No long, elaborate, poofy gown for the bride. I mean seriously, who wants to put on 20 pounds worth of dress on? That requires assistance to use the bathroom?? A dress in which I cannot dance, let alone move??? Not this girl. I am going to wear a short dress!
No veils or bird cages. I don't really see the point of veils. Am I going to be hiding behind it from my groom? Because, what, he doesn't see me every day? Surprise, honey, this is what I really look like behind that veil! Why don't you look surprised? Yeah. And bird cages. What is UP with that? I'm not a bird and I don't want to be caged!
While we are on the fashion topic, no ridiculously high heeled shoes for the bride (as in, me). I would prefer not to start my married life in pain and covered in blisters, thankyouverymuch. So, cute and shiny flat sandals it is.
And by the way, no matching dresses for the bridesmaids. Or groomsgirls. Or, as we like to call them, the Inner Circle. Because I'm pretty sure these smart women have already figured out what cut and color dresses look good on them, and they probably already own the dresses they love.
Oh, and because this is a wedding, and not a huge production, no out-of-control guest lists. If neither of us have met you, you are NOT INVITED! That should pretty much eliminate any requests for inviting parents' favorite coworkers.
No religious ceremony. Because neither of us is religious. And if we went with a religious ceremony, I have no idea how we would do that. Would it be some sort of Jewish/Catholic/Protestant/Buddhist mashup? Way too complicated. Therefore, not happening.

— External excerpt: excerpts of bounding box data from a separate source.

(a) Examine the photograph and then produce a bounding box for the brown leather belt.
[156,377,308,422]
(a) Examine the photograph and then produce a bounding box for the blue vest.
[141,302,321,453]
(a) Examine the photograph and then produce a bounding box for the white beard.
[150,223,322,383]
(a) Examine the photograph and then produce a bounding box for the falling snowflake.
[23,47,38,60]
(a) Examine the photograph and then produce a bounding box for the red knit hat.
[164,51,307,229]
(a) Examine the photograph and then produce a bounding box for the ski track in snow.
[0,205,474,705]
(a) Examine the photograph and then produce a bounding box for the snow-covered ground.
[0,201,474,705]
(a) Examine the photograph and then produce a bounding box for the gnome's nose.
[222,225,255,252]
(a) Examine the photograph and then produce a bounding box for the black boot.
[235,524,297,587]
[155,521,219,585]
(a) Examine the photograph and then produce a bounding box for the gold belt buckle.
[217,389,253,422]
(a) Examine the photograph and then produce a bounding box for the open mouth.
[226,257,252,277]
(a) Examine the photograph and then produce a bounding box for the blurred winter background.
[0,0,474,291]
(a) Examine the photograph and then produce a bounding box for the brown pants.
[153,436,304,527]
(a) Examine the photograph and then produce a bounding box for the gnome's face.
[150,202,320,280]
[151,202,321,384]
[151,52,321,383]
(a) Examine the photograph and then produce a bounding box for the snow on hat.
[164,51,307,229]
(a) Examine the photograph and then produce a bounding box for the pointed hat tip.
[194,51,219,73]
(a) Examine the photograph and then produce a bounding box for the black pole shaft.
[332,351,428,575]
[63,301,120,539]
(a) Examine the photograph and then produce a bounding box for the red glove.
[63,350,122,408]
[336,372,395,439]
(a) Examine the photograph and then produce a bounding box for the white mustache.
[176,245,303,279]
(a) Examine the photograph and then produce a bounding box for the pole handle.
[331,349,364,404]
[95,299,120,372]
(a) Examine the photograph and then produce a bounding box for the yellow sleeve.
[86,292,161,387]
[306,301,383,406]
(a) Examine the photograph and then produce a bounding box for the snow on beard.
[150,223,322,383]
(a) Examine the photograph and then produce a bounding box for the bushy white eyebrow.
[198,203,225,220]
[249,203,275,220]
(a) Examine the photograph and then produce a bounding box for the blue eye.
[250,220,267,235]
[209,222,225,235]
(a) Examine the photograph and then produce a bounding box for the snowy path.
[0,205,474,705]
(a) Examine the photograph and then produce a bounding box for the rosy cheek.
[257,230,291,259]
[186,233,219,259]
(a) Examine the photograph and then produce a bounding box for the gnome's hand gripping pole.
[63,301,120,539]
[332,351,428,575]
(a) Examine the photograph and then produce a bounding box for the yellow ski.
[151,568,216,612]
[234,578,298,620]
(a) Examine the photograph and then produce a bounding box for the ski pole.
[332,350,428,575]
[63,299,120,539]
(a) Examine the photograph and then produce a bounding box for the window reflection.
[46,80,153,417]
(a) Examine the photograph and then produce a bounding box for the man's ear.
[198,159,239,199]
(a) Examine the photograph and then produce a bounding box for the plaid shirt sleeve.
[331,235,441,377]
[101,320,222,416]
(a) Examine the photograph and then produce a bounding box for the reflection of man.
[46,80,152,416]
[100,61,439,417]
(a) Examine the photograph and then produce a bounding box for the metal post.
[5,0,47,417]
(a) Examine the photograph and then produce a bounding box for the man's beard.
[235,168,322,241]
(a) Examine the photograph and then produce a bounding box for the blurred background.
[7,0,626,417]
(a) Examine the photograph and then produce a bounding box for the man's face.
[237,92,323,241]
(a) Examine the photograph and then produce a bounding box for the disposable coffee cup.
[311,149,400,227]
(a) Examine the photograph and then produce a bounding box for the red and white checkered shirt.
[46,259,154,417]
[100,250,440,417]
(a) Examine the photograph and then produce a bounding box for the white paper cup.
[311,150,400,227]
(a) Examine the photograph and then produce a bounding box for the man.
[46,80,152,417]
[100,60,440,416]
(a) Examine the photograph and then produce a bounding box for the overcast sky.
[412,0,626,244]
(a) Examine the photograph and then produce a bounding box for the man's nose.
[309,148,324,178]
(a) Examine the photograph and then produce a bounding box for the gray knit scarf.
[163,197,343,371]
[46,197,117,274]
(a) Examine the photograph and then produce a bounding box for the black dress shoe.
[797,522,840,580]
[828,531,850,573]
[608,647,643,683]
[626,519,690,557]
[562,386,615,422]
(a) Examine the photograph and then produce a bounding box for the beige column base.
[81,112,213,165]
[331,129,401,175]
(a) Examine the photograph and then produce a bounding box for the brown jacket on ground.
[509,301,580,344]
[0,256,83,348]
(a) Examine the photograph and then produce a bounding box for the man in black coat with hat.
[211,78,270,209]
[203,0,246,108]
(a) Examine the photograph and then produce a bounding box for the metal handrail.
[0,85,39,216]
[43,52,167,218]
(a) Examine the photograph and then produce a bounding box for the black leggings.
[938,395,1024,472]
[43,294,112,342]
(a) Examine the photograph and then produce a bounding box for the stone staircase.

No wedding planners. Because I already have an
That's a lot of No's for one post, so let's wrap this up on a positive note. What would I like to see at our wedding? Lots of smiles, laughs and dancing. A wonderful celebration with our closest friends and family. Happy memories to last us a lifetime (cheesy but true). And of course, the most important thing, being married to D at the end of the day.